Good start, outcome uncertain…

Excellent, grounded analysis (subs needed) from Frank Millar. After suggesting there is a new ground on which people can play politics, he punches through any complacency with a round of searching questions, that provide a more uncertain view of how the game might play out in future.

Gerry Adams is right about one thing at least: history will not judge kindly anyone who plays politics with a real choice between peace and conflict on the island of Ireland. Yet the Sinn Féin president might allow that the same holds true for him. In throwing out his challenge to the unionist leadership, Adams can probably be confident that the Rev Ian Paisley’s first response to yesterday’s IRA statement will not be his last. A huge responsibility rests upon the Democratic Unionist Party.

The challenge is double-edged:

At every point in this unfolding process, therefore, Paisley and his colleagues have to question whether that purpose is advanced or achieved by the exercise of veto and the politics of exclusion.

But:

However, Adams would be unwise to assume the outcome will be determined by the early British and Irish governments’ rush to judgment in the republicans’ favour. Ian Paisley’s leadership position is not the result of any accident of politics. It derives rather from the failure of a succession of previous republican initiatives to match words with actions.

Unionist scepticism, he argues, relates to previous failed attempts to get the Republican movement to come to this same point:

Likewise, last December, when the two prime ministers tried much the same trick on Paisley. They told a Belfast press conference that a historic DUP/ Sinn Féin deal breakthrough had failed on the sole issue of providing a photographic record of IRA weapons decommissioning. It was only subsequently, courtesy of Tánaiste Mary Harney, that we discovered the IRA had also resisted demands by the Progressive Democrats for a statement recognising “the need to uphold and not to endanger anyone’s personal rights and safety”

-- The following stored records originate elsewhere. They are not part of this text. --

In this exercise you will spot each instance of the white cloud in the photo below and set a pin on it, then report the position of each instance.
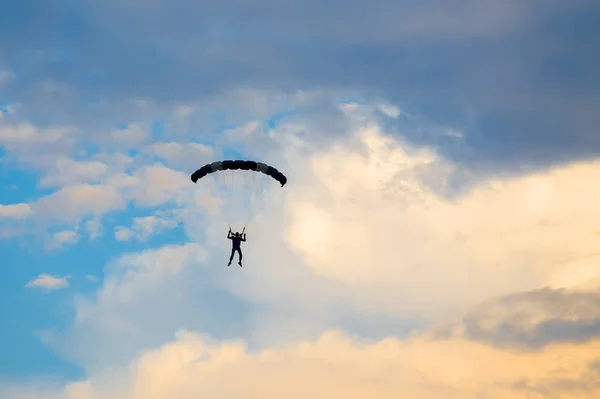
(49, 282)
(69, 172)
(340, 366)
(16, 211)
(143, 227)
(37, 147)
(182, 156)
(131, 136)
(65, 237)
(73, 203)
(390, 110)
(8, 109)
(94, 228)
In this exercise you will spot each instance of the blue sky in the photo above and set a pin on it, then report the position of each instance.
(442, 159)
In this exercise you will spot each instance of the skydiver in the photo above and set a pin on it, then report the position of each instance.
(236, 240)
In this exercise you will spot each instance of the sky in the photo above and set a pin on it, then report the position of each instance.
(437, 238)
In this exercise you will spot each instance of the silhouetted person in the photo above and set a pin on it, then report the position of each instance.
(236, 240)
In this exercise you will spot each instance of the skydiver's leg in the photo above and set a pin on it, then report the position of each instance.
(231, 257)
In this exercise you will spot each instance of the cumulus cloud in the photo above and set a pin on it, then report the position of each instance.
(32, 146)
(143, 227)
(182, 156)
(65, 237)
(69, 172)
(339, 365)
(48, 282)
(536, 319)
(16, 211)
(94, 228)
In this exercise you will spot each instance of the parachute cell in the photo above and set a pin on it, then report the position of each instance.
(239, 165)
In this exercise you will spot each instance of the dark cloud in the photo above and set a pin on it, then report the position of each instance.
(587, 384)
(519, 78)
(536, 319)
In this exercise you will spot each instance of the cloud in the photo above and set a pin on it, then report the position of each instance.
(339, 365)
(94, 228)
(182, 156)
(34, 147)
(536, 319)
(75, 202)
(49, 282)
(16, 211)
(143, 227)
(69, 172)
(65, 237)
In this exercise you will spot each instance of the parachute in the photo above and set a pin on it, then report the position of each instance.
(239, 165)
(237, 190)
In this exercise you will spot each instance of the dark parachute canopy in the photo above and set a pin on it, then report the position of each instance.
(239, 165)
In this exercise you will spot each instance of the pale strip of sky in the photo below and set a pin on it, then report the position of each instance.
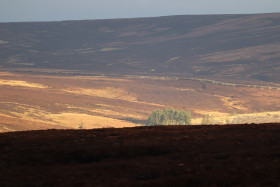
(54, 10)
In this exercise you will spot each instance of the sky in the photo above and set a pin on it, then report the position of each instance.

He notes that the British and Irish governments have questioned the extent of IRA activity, with McDowell’s accusation of the IRA as “an organised conspiracy, intent on continuing as a lightly armed gendarmerie”, and Ian Pearson’s charge “that the Provisionals ranked as possibly the most sophisticated criminal organisation in western Europe”.

He concludes:

After the bellicose and threatening language of IRA statements earlier this year, Blair can claim to have banished the threat of resumed violence on his watch. Yet even now, we have no settlement but the promise rather of more process. Right-thinking people will hope it eventually leads to accommodation and the new beginning promised in April 1998. But we should also allow that it might instead lead to a new point of divergence for politics in Northern Ireland.